7:26 If you're looking for a little break from the issues of the day:

7:25 Oh wow Bernie just said something I've been complaining about: "Many of you may have insurance but you have outrageously high deductibles or copays," and that it's nice that Obamacare has reduced the number of uninsured people but their coverage is pretty bad. It's true — for example, I pay $200 a month for health care with Ambetter, but they won't cover anything until I pay $6,000 out of pocket in a year, so I've been thinking about going back to being uninsured.

7:31 Hillary refuses to let Bernie interrupt her. Audience goes crazy with applause when she gives him a sharp "EXCUSE ME" and keeps talking. Bernie looks annoyed at this, and makes a gesture like a person at a restaurant who needs a new spoon.

7:35 Batman is looking forward to tomorrow night's Republican debate.

7:42 Playing a clip of Bernie praising Castro back in the 80s while doing an interview with a student reporter who looks like Anthony Michael Hall. Asked if he regrets praising Cuba. He dodges and praises Cuba's health care and education. Hillary hits back on that, says that the totalitarian regime "is not the kind of revolution of values I want to see anywhere." Huge applause from the crowd. (This is happening in Miami, remember.)
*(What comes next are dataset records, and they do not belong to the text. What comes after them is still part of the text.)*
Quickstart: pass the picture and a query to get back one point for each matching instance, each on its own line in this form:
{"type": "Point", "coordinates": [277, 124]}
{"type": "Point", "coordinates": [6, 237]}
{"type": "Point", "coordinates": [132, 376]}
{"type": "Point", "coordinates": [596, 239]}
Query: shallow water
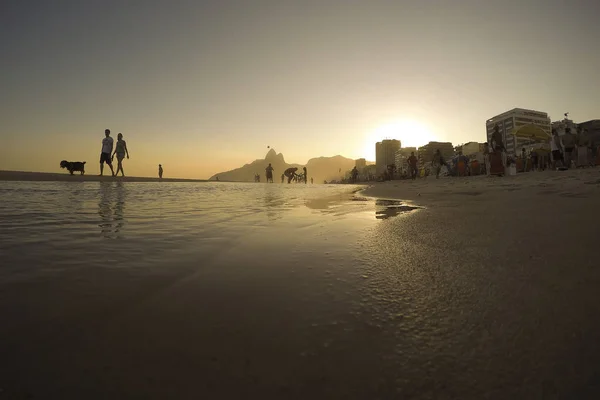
{"type": "Point", "coordinates": [143, 290]}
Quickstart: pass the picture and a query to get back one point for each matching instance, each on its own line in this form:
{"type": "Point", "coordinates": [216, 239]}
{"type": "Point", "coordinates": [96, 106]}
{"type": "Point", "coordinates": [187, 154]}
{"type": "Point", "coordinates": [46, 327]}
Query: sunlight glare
{"type": "Point", "coordinates": [411, 133]}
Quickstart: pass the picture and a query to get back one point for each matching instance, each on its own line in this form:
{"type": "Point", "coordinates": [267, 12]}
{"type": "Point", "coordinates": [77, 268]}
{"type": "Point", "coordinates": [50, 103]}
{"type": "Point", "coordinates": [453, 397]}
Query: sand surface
{"type": "Point", "coordinates": [66, 177]}
{"type": "Point", "coordinates": [490, 290]}
{"type": "Point", "coordinates": [525, 187]}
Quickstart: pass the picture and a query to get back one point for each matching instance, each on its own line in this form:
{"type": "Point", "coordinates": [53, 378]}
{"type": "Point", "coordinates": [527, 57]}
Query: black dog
{"type": "Point", "coordinates": [73, 166]}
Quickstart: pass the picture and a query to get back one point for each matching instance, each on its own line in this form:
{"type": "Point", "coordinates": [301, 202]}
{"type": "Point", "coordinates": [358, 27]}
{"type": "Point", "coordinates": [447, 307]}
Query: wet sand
{"type": "Point", "coordinates": [488, 291]}
{"type": "Point", "coordinates": [66, 177]}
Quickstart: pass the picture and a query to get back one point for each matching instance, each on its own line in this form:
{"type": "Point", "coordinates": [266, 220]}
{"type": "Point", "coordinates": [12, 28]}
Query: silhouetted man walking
{"type": "Point", "coordinates": [107, 145]}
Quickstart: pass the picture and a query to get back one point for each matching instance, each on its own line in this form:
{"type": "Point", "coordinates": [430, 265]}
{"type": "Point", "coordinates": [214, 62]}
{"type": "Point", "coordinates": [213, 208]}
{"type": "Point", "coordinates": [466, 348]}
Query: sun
{"type": "Point", "coordinates": [411, 133]}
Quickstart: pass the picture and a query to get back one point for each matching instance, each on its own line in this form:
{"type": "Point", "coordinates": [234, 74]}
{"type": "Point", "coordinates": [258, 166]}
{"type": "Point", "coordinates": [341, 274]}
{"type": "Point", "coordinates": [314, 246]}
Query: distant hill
{"type": "Point", "coordinates": [320, 169]}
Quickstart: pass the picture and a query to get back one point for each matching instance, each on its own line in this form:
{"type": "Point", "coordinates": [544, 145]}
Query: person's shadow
{"type": "Point", "coordinates": [112, 218]}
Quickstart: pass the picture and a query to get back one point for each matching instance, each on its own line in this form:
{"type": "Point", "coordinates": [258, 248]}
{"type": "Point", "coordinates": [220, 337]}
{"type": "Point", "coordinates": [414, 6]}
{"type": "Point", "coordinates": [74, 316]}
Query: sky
{"type": "Point", "coordinates": [205, 86]}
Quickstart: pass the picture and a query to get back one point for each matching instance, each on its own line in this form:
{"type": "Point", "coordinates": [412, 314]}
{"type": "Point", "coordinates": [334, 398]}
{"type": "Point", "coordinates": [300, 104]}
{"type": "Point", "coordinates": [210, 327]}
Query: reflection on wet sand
{"type": "Point", "coordinates": [112, 217]}
{"type": "Point", "coordinates": [273, 203]}
{"type": "Point", "coordinates": [385, 209]}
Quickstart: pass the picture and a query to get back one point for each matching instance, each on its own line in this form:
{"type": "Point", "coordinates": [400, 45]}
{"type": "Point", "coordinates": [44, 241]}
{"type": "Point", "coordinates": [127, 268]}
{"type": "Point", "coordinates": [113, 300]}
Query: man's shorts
{"type": "Point", "coordinates": [556, 155]}
{"type": "Point", "coordinates": [105, 157]}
7:48 Question about Supreme Court and abortion. I believe this is the first abortion question of any Democratic debate. Hillary says she wants a nominee who believes that Roe v. Wade is settled law.

7:52 They just tossed to a commercial, but not before a quick promo for I DON'T KNOW WHAT

7:54 This is apparently what the moderators just promoted before the commercial break?

7:57 Closing statements are the same boilerplate as always. Bernie gets really bombastic and gets giant applause and a standing ovation from some people. He smiles, and Hillary chuckles while probably envisioning various murder weapons.

9:00 And we're done. See you tomorrow night for the next one, good God.